Passaporte e educação – A gente reafirma a obrigatoriedade da cobrança do passaporte vacinal de todas as crianças. É um direito da criança a vacinação, e o passaporte é o que expressa o cumprimento ou não desse direito, o atendimento ou não desse direito e o cumprimento, por parte dos pais, desse dever, que é o de oportunizar a vacinação. O passaporte vacinal precisa ser exigido no ato da matrícula. O que a gente volta a repetir é que, uma vez descumprido o dever de vacinar pelos pais, o caminho para responsabilização dos pais pela ausência do cumprimento do dever e da garantia do exercício do direito à vacinação devem ser as autoridades da rede de proteção à criança e ao adolescente, o Conselho Tutelar, o Ministério Público, e não a violação de um outro direito, que é o direito à Educação, direito de estar nos bancos escolares, em sala de aula, assistindo aulas. A gente teve um prejuízo incalculável por esses dois anos praticamente dessas crianças afastadas: o desestímulo ao processo de aprendizado, a evasão escolar, o desinteresse total. A gente que anda pelas ruas de Campos gente vê como há crianças pedindo dinheiro em sinais, como a criminalidade aumentou, como que crianças nos espaços intrafamiliares há vítimas de abusos de todos os tipos: abusos sexuais, violências físicas, violências psicológicas. Os espaços comunitários oportunizam a visibilidade dessas crianças, permitem que esses sinais de sejam identificados pelos professores, pelos coleguinhas, enfim, e que a criança possa ser realmente assistida. O direito à educação oferece um espaço de convívio social. É a escola, muitas vezes, que coloca comida na mesa daquela criança. Às vezes, ele não tem uma refeição, ele conta com a refeição que a escola oferece, com a merenda que a escola oferece. Então assim, são incalculáveis os prejuízos que a ausência da frequência aos espaços escolares causa.

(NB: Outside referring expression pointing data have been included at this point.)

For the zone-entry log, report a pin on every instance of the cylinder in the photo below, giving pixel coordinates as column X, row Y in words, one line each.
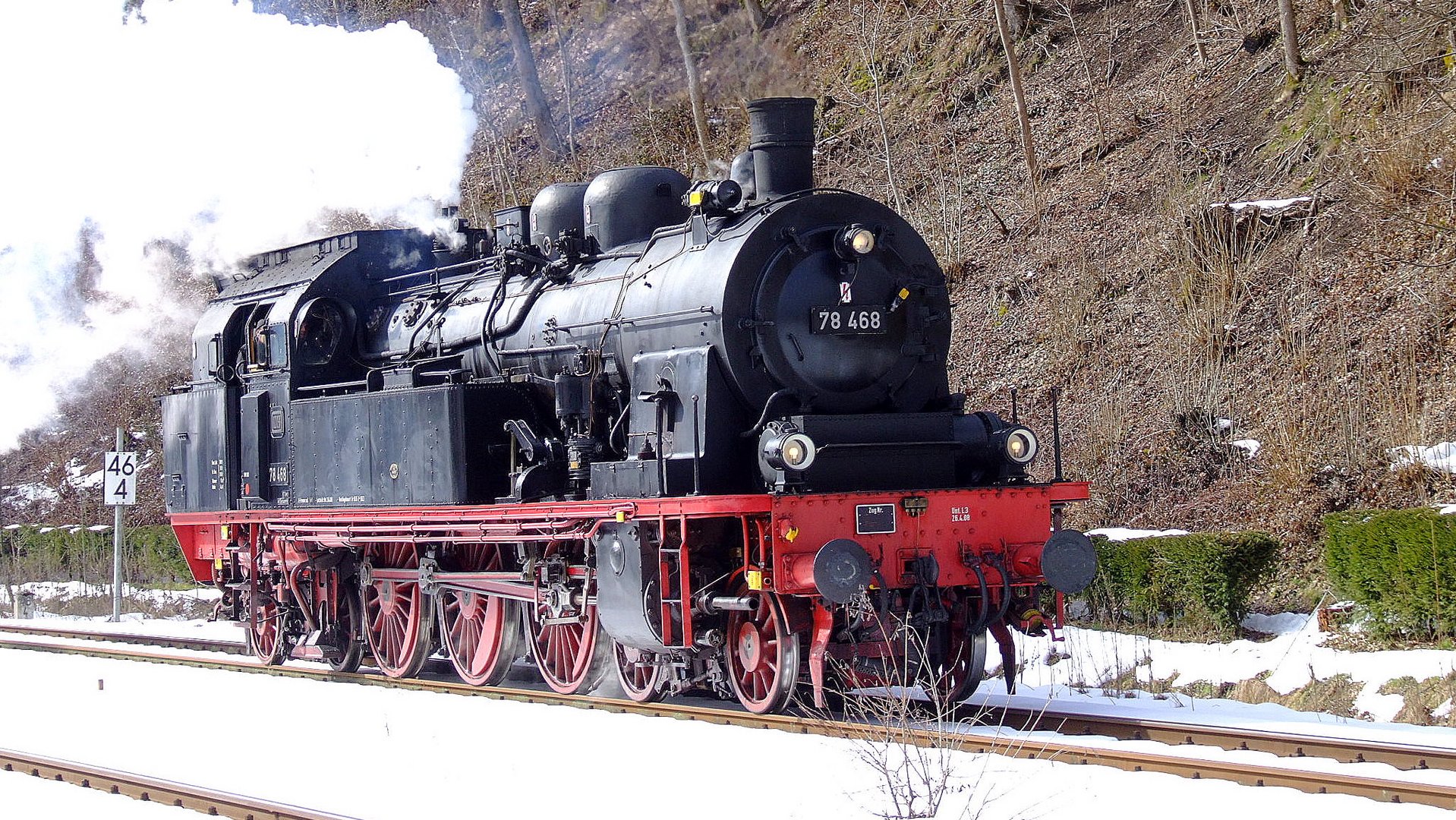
column 781, row 137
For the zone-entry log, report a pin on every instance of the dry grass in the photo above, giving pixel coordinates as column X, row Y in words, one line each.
column 1423, row 698
column 1334, row 695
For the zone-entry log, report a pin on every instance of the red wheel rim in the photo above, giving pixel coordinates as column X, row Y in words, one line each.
column 266, row 634
column 395, row 617
column 763, row 656
column 478, row 629
column 566, row 653
column 639, row 673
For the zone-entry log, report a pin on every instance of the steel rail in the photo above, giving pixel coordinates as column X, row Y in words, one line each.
column 961, row 740
column 1408, row 756
column 194, row 644
column 156, row 790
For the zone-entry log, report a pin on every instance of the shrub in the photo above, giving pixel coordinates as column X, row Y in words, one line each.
column 1199, row 580
column 1400, row 566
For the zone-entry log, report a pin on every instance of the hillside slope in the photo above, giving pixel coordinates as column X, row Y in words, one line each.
column 1174, row 328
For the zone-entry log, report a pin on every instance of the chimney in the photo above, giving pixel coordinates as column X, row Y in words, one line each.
column 781, row 139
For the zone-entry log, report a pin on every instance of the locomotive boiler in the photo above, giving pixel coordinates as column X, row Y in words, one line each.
column 696, row 433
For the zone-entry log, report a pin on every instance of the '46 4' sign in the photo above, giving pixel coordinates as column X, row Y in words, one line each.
column 121, row 478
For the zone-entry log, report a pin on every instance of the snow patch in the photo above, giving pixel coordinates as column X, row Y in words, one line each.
column 1250, row 446
column 1438, row 456
column 1268, row 207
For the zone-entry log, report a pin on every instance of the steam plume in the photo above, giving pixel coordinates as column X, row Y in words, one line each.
column 203, row 131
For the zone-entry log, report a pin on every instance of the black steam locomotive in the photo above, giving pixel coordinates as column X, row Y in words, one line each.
column 682, row 427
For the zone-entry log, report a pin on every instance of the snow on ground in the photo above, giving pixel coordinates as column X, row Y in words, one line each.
column 379, row 753
column 474, row 755
column 1438, row 456
column 53, row 593
column 1294, row 659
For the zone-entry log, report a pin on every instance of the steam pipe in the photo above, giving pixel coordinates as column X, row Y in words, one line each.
column 763, row 417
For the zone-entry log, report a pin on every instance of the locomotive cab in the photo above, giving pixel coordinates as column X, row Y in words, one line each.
column 701, row 430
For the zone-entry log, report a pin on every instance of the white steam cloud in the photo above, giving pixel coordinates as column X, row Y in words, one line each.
column 207, row 127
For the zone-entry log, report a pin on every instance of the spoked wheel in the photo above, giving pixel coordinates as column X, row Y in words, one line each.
column 266, row 634
column 571, row 656
column 763, row 656
column 961, row 666
column 641, row 673
column 347, row 629
column 396, row 617
column 481, row 632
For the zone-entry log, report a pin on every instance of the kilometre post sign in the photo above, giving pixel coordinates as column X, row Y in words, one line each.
column 121, row 478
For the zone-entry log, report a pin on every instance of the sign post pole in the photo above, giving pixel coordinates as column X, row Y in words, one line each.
column 115, row 554
column 120, row 488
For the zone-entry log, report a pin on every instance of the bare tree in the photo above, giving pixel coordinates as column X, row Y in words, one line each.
column 756, row 17
column 1018, row 93
column 566, row 79
column 531, row 80
column 695, row 87
column 1291, row 34
column 1197, row 36
column 1016, row 14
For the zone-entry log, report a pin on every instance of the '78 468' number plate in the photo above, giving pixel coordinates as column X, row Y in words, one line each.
column 848, row 320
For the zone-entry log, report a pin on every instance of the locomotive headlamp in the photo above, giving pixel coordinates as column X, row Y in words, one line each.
column 1020, row 445
column 793, row 452
column 853, row 241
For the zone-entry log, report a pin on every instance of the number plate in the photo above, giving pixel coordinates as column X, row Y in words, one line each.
column 849, row 320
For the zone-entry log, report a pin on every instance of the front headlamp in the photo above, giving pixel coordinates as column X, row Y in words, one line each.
column 1020, row 445
column 855, row 241
column 793, row 452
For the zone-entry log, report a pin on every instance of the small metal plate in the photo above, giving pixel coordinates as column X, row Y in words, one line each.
column 849, row 320
column 874, row 519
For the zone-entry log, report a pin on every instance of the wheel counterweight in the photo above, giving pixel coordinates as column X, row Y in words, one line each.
column 763, row 656
column 398, row 618
column 481, row 632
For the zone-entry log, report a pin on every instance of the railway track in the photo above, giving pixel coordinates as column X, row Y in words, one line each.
column 155, row 790
column 193, row 644
column 991, row 739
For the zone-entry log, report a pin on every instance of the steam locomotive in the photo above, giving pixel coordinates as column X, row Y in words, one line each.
column 692, row 434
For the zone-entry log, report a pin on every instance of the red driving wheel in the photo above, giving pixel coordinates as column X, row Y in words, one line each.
column 763, row 656
column 481, row 632
column 396, row 618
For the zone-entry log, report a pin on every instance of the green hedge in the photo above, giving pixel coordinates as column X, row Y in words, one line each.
column 150, row 555
column 1200, row 580
column 1400, row 566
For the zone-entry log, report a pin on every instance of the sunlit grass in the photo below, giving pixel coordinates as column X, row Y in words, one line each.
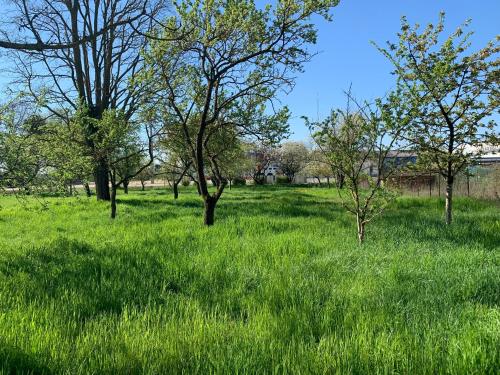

Ações judiciais para garantir as aulas – Para que a gente possa tomar uma posição mais clara em relação às medidas a serem tomadas, é preciso que haja a publicação do decreto, para que a gente possa ter acesso ao texto legal em vigor e aí possa fazer uma análise jurídica das consequências do que lá estiver posto, e então as providências no sentido de decidir por uma ação ou por outra, ou até por uma ação extrajudicial. A gente tinha marcado, por exemplo, para quinta-feira agora (amanhã), uma reunião com o secretário de Educação, com os conselhos tutelares, para mais uma vez avaliar as providências que foram tomadas para o cumprimento do TAC assinado pelo chefe do poder Executivo. Houve o compromisso de que todas as escolas da rede pública municipal estariam aptas para funcionar a partir do início do ano letivo. Aí, o ano letivo é adiado. A gente precisa interpretar adequadamente o texto que não foi ainda publicado para ver os efeitos disso, inclusive como forma de possível descumprimento do TAC. O que eu posso assegurar é que, se houver algum decreto de adiamento que não tenha respaldo legal... E me parece que não há, no cenário fático, respaldo legal para adiamento das aulas com base na necessidade do exercício de vacinação, que não fica impedido por conta das aulas... A gente vai reunir todos os esforços no sentido de, se não extrajudicialmente, judicialmente ver o município compelido a revogar o decreto que visualiza aí esse adiamento. É preciso até destacar o seguinte: esse posicionamento, caso se confirme por decreto, ele está na contramão do cenário nacional. Não há absolutamente nada, nenhuma norma jurídica que respalde o adiamento com base em cenários pandêmicos. A gente sempre procurou o diálogo, tanto é que temos várias reuniões ocorridas. Mas, se não é mais possível o cumprimento do TAC pelo município e ainda temos uma violação ao direito à Educação com possível adiamento, nos restam as vias judiciais para garantir que todas as crianças, da rede privada e da rede pública, estejam estudando presencialmente nas suas escolas o mais rápido possível.